If you had to name 7 essential skills that you wanted to instill in your child that would benefit them throughout their life, what would be on that list? I hadn’t really thought of this until I recently ran across a new book that’s just been released called “Mind in the Making: Seven Essential Life Skills Every Child Needs.” Here are the 7 skills discussed in the book:
1. Focus and Self Control – children need this skill in order to achieve their goals especially in a world that is filled with distractions and information overload.
2. Perspective Taking – children who can figure out what others feel and think are less likely to get involved in conflicts.
3. Communicating – children need to be able to determine what they want to communicate and how. This is the skill teachers and employers feel is most lacking today.
4. Making Connections – children who can make unusual connections are more creative and can go beyond knowing information to using information well.
5. Critical Thinking – children need to be able to search for reliable knowledge to guide their beliefs, decisions, and actions.
6. Taking on Challenges – children who can take on challenges instead of avoiding or simply coping with them will do better in school and in life.
7. Self-Directed Engaged Learning – lifelong learners can change as the world changes in order to reach their full potential.
The author, Ellen Galinsky, is a well-respected researcher in family and work issues. Although I haven’t read the book yet, it sounds fascinating. She has brought together the work of some of the best child development researchers in the field to compile a “handbook” of sorts for parents. This book (much like the goal of this blog) is designed to take some of the best child development research and distill it down into a usable format for parents.
I recently heard a podcast with the author and one of the things she mentioned was how she noticed while interviewing children that many seem to have lost that spark of the desire to learn that all children are born with. I could really relate to this as I remember seeing this also while visiting schools as part of a previous job. This is sad because any of us who have very young children know that they are naturally curious and want to learn anything they can.

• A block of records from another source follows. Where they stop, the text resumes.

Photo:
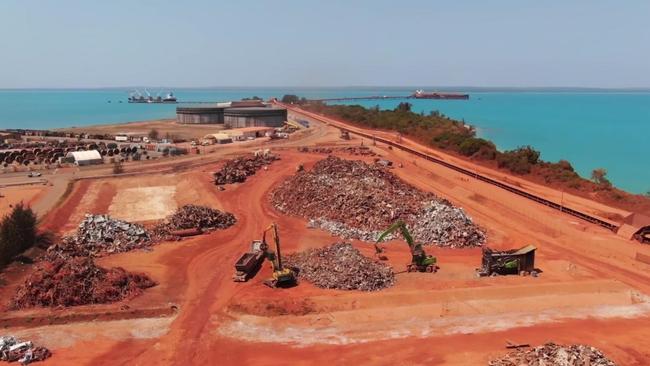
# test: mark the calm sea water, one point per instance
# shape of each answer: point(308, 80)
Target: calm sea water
point(590, 129)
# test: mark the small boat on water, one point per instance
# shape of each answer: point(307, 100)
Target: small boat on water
point(170, 98)
point(137, 97)
point(421, 94)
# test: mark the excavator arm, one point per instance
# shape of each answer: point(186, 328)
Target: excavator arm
point(420, 260)
point(403, 230)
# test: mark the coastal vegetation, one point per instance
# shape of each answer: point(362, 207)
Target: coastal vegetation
point(18, 233)
point(153, 134)
point(293, 99)
point(458, 138)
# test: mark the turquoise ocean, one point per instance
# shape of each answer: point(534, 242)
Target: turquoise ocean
point(591, 129)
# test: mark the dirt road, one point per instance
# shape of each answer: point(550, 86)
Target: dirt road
point(592, 290)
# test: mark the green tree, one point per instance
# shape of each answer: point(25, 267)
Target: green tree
point(290, 99)
point(117, 167)
point(17, 232)
point(403, 107)
point(599, 176)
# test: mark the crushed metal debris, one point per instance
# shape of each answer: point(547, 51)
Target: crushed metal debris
point(99, 235)
point(352, 150)
point(237, 170)
point(556, 355)
point(355, 200)
point(77, 281)
point(341, 266)
point(194, 216)
point(13, 349)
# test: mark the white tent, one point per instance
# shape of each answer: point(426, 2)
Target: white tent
point(85, 157)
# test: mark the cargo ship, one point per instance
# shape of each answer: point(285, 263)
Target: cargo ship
point(421, 94)
point(137, 97)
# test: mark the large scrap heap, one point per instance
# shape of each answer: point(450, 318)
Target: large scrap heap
point(555, 354)
point(237, 170)
point(356, 200)
point(341, 266)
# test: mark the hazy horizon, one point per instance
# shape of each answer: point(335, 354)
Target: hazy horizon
point(74, 44)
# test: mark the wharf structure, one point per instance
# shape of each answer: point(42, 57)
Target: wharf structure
point(233, 114)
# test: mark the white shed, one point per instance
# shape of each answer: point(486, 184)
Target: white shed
point(85, 157)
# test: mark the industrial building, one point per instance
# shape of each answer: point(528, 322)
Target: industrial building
point(233, 114)
point(241, 134)
point(217, 138)
point(82, 158)
point(200, 114)
point(255, 117)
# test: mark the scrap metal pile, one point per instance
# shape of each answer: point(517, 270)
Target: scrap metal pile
point(13, 349)
point(237, 170)
point(356, 200)
point(447, 226)
point(100, 235)
point(77, 281)
point(193, 216)
point(352, 150)
point(341, 266)
point(556, 355)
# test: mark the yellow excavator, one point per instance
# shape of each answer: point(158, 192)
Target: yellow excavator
point(282, 276)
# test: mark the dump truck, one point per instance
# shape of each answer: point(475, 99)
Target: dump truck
point(516, 261)
point(249, 263)
point(420, 261)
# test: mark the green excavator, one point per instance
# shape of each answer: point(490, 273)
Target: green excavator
point(420, 261)
point(282, 276)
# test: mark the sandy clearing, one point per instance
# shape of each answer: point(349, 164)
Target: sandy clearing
point(143, 203)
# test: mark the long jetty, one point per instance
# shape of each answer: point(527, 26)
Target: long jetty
point(372, 97)
point(554, 205)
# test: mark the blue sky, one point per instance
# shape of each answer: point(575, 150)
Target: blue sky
point(75, 43)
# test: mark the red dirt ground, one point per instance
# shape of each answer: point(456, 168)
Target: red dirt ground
point(592, 290)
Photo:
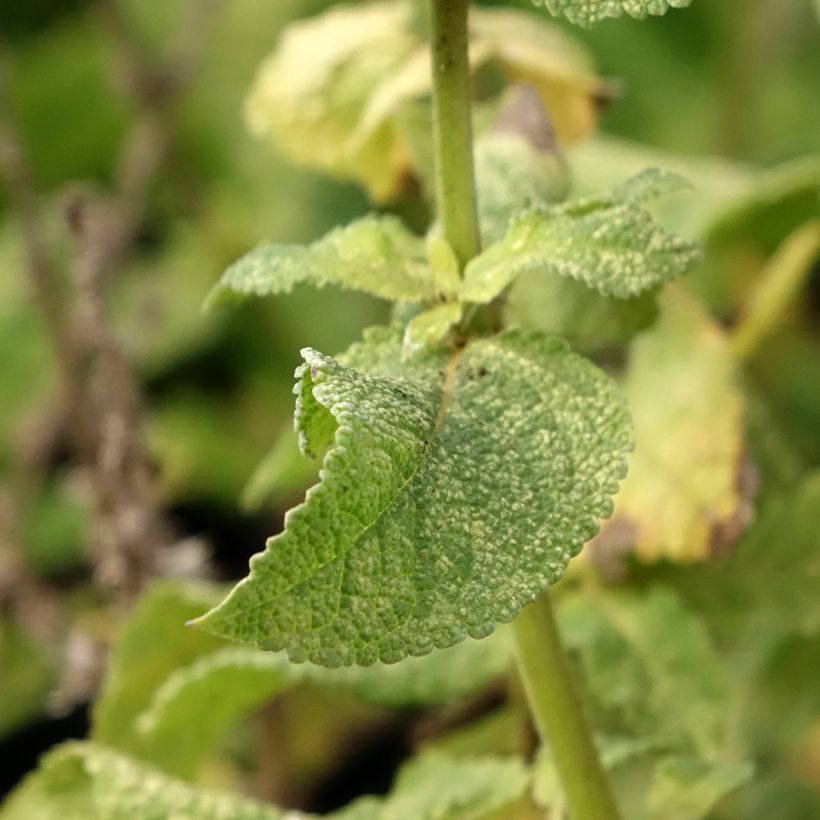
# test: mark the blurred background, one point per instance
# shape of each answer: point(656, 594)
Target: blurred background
point(141, 437)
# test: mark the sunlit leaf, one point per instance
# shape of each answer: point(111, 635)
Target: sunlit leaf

Through Mind in the Making, Galinsky hopes to give parents concrete ideas for helping their kids keep that spark of learning throughout their entire life. This skill, along with the others outlined in the book, are helpful not only for kids’ school experience but for their career and personal lives.
Along with the book, Mind in the Making will also have online videos, a vook (video book) and learning modules available for teachers and parents. What a great set of resources!